Research in programming Wikidata/Countries

From Wikiversity
Jump to navigation Jump to search

The chapter is devoted to the study of countries based on the knowledge base of the Wikidata international project. SPARQL queries were used in order to analyse and compare "countries" objects in Wikidata. A list of all currently existing countries, a list of countries ordered by date of creation, a list of demonyms of countries were generated. A bubble chart with the forms of government of countries, a graph of neighboring countries and a map of neighboring countries of Russia were constructed.
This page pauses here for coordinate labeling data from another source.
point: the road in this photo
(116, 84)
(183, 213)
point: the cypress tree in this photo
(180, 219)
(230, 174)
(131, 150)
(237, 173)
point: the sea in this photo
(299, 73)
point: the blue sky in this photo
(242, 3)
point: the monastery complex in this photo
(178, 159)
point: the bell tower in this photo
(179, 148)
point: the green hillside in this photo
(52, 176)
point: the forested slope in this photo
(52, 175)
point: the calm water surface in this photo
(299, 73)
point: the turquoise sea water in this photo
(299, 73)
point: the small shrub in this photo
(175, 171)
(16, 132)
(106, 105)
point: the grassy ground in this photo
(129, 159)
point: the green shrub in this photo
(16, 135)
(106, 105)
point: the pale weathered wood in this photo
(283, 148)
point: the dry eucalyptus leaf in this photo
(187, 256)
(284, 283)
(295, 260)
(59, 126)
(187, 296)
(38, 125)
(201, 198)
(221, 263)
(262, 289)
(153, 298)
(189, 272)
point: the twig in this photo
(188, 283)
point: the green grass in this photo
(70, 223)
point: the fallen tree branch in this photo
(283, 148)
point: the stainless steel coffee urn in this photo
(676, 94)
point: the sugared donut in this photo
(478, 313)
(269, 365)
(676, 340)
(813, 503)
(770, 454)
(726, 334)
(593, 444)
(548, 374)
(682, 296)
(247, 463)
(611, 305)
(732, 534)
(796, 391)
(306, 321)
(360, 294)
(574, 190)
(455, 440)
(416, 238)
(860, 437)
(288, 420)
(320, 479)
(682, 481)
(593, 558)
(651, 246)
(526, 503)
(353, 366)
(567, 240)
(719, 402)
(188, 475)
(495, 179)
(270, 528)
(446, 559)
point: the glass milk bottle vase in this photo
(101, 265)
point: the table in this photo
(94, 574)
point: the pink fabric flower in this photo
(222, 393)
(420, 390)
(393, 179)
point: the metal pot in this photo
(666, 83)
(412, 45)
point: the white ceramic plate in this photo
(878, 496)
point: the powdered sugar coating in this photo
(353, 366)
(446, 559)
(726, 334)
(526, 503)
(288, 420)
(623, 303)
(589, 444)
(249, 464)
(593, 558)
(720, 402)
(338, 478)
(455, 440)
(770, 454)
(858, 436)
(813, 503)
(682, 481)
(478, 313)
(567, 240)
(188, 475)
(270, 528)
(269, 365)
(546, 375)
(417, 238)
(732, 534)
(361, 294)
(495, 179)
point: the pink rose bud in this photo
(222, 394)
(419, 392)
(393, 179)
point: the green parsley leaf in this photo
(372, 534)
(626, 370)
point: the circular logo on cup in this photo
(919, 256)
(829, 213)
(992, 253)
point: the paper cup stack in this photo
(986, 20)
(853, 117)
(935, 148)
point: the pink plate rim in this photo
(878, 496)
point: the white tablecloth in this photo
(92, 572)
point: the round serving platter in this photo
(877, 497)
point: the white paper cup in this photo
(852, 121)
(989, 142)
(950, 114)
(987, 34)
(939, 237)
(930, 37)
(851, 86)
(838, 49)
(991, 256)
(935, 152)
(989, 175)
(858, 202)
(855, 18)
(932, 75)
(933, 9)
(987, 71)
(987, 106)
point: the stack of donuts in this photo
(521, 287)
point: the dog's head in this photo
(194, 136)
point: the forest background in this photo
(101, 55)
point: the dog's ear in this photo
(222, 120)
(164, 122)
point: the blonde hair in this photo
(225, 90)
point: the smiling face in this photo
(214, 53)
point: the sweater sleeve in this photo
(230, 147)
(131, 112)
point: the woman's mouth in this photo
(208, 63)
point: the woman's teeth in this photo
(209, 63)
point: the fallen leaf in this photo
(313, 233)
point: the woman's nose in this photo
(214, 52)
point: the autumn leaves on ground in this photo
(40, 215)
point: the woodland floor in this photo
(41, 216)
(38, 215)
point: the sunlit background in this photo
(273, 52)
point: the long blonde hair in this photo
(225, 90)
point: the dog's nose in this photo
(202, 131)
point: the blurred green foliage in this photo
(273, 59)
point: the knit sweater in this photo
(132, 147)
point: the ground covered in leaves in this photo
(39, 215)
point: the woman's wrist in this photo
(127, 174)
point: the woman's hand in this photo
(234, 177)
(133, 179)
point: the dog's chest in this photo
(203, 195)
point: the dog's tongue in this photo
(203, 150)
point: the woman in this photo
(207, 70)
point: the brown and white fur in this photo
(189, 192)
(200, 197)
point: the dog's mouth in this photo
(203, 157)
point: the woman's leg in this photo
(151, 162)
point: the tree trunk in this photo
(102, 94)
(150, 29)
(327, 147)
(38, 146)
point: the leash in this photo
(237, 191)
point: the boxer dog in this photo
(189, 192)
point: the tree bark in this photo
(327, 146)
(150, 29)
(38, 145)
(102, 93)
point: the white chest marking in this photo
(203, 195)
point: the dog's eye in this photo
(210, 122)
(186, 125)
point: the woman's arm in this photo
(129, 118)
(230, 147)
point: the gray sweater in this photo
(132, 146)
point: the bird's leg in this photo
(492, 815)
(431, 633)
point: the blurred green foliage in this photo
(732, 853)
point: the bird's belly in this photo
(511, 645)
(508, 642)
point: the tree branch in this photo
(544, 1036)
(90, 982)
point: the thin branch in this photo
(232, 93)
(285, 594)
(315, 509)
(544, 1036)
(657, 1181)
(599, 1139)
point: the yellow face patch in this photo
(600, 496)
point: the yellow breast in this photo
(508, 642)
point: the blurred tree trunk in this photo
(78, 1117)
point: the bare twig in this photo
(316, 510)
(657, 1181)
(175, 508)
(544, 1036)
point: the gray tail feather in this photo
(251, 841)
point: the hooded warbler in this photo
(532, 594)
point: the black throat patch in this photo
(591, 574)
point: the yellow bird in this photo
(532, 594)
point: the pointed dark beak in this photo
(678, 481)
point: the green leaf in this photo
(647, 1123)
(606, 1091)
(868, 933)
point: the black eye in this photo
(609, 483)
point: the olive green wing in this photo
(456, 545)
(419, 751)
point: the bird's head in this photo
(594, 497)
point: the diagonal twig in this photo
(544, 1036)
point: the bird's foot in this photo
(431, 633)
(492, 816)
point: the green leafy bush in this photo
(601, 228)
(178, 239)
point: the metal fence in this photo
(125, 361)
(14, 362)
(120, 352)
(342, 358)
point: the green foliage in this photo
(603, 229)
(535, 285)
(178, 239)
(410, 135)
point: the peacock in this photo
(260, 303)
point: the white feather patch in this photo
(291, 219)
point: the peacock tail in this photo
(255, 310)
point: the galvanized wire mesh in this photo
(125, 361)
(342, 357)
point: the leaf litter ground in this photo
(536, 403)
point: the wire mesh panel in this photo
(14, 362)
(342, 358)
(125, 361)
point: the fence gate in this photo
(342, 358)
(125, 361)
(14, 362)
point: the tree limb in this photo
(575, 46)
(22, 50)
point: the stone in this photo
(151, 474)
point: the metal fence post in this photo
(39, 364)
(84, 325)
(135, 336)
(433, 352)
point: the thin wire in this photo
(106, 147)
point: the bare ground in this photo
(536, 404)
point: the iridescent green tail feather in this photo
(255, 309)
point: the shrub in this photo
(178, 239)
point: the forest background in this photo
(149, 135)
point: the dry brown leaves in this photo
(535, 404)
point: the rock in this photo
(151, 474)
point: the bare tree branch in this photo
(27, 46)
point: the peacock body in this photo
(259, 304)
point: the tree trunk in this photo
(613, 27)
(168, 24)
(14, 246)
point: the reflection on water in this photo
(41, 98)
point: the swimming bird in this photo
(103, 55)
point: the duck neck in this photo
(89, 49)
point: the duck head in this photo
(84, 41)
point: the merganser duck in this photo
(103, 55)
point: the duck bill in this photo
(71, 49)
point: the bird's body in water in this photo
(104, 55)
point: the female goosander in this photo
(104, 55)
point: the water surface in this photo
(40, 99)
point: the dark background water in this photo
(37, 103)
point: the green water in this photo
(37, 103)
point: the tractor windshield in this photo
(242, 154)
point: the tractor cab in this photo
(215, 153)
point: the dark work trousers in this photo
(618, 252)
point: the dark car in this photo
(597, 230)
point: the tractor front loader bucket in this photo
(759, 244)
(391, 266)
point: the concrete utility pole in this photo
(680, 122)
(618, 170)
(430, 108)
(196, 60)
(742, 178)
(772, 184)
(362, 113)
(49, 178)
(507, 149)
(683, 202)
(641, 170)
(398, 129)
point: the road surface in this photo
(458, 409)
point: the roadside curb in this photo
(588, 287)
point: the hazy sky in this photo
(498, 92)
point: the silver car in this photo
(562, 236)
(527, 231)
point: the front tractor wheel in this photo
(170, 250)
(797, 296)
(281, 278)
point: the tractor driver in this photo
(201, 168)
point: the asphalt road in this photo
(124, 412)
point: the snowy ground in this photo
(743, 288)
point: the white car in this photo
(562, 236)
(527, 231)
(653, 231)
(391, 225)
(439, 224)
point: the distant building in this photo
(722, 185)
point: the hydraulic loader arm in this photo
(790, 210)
In addition, conclusions were drawn regarding the completeness of the Wikidata for this topic.

Note: "Country" is too ambiguous word, so it's better to replace it everywhere with a class sovereign state.

List of countries[edit | edit source]

Let's build a list of all countries in English and Russian.

#List of countries in English and Russian
SELECT ?country ?label_en ?label_ru
WHERE
{
	?country wdt:P31 wd:Q6256. # instance country
	?country rdfs:label ?label_en filter (lang(?label_en) = "en").
	?country rdfs:label ?label_ru filter (lang(?label_ru) = "ru").
}

SPARQL query. The result contains 205 countries in 2017 and 175 in 2020.

According to the degree of occupancy of properties on Wikidann, one can distinguish between "full" and "empty" countries.

Examples of the most complete and developed countries on Wikidata according to ProWD are: Israel, France, United States of America. According to ProWD, the leaders among the countries in terms of the number of properties in Wikidata are Israel and France (127 properties each), the lowest number of properties is in the Democratic Republic of Vietnam (24 properties).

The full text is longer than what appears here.